报告题目: It’s All Relative: Testing Differential Abundance in Compositional Microbiome Data
Motivation: Compositional analysis of differential abundance is based on the log ratio of relative abundance data between pairs of taxa. This analysis aims at detecting taxa that initially responded to the condition change, not taxa that showed changes in relative abundance because of the compositional constraint, so the null hypothesis is that the ratio of the taxon relative abundance against a reference taxon remained the same. More importantly, this analysis is robust to experimental bias that universally occurred in every step of the experimental workflow of 16S amplicon or metagenomic sequencing. However, challenges arise when taking the log transformation of pervasive zero count data and selecting an appropriate reference taxon. Existing methods that add a pseudo count to zero data and/or normalize count data against some reference cannot always control the false discovery rate (FDR).
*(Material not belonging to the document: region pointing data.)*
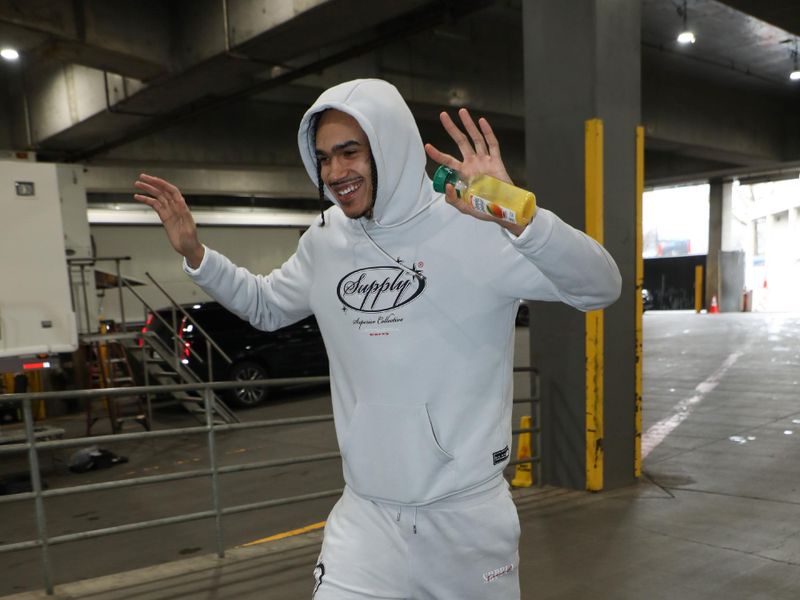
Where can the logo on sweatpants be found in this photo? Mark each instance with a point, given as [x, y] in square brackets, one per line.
[499, 456]
[495, 573]
[319, 573]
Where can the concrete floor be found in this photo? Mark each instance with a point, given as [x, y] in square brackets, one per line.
[716, 514]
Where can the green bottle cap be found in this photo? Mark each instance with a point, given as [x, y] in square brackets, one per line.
[442, 177]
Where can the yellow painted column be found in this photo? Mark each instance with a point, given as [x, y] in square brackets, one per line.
[637, 459]
[698, 288]
[594, 319]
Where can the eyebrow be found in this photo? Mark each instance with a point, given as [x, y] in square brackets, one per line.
[338, 147]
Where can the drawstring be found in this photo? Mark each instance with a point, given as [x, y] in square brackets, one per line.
[414, 520]
[411, 272]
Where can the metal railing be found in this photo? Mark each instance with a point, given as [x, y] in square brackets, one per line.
[38, 493]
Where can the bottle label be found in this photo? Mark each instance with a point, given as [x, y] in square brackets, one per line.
[492, 208]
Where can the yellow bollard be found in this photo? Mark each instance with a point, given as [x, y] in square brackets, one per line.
[523, 473]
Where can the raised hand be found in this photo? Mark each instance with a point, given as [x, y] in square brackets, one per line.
[169, 204]
[480, 154]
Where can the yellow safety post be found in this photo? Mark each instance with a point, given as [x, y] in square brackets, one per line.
[698, 288]
[637, 459]
[523, 472]
[593, 132]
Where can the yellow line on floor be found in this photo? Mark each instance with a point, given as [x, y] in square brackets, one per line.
[285, 534]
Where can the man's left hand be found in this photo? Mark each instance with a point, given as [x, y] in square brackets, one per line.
[480, 152]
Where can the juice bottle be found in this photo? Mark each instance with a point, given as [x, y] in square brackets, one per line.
[490, 195]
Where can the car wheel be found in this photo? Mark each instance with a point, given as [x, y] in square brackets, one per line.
[248, 371]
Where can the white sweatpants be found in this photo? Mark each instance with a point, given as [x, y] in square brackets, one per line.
[456, 549]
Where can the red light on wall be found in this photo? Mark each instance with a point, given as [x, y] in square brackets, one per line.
[40, 365]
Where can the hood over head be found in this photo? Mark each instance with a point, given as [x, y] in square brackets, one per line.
[403, 186]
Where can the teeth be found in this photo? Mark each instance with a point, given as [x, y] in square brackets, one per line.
[349, 189]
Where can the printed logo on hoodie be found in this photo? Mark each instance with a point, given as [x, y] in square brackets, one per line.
[378, 289]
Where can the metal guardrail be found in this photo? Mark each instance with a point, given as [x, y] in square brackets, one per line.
[32, 446]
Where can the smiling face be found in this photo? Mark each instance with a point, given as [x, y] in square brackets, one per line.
[343, 152]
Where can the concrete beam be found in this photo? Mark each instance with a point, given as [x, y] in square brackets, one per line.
[97, 33]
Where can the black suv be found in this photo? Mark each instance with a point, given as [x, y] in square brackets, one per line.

Methods: We develop a novel method for compositional analysis of differential abundance that properly handles these challenges. The idea is to apply the log-ratio transformation (against a reference taxon) to the underlying relative abundances, which are non-zero, relate them to the traits of interest via a linear regression model (i.e., a logistic regression model overall), and estimate the effect size of each trait on each taxon via generalized estimating equations (GEE). The dependence on the reference taxon is eliminated by a simple shift of each effect size by their median. Other complexities in microbiome data, e.g., over-dispersion, sparsity, and small sample size, are accounted for through permutation-based inference. In addition, the logistic-regression framework allows traits of interest to be either continuous or discrete (binary) and confounding covariates to be adjusted.
Results: Our simulations indicate that our method always preserved FDR and had much improved sensitivity over existing methods. In contrast, ANCOM often had inated FDR; ANCOM-BC largely controlled FDR but still had modest inflation occasionally; ALDEx2 generally had low sensitivity. The flexibility of our method for a variety of microbiome studies is illustrated by the analysis of data from two microbiome studies.
Asso. Prof. Hu obtained my BS in Statistics from Peking University (School of Mathematic Sciences) in 2005 and PhD in Biostatistics from University of North Carolina at Chapel Hill (School of Public Health) in 2011. Since then, I joined Emory University, Department of Biostatistics and Bioinformatics (Rollins School of Public Health), first as the endowed Rollins Assistant Professor from 2011-2017 and then promoted to Tenured Associate Professor since 2017. My research before tenure was focused on statistical genetics, i.e., developing statistical methods for analyzing large-scale genetics data in epidemiological and clinical studies such as genome-wide association studies (GWAS). My current research has been focusing on developing statistical methods and software packages for analysis of high-throughput microbiome data, as well as applying them to studies of various diseases such as HIV susceptibility, preterm birth, pediatric cancers, colorectal cancers, gynecological cancers, and Alzheimer’s disease.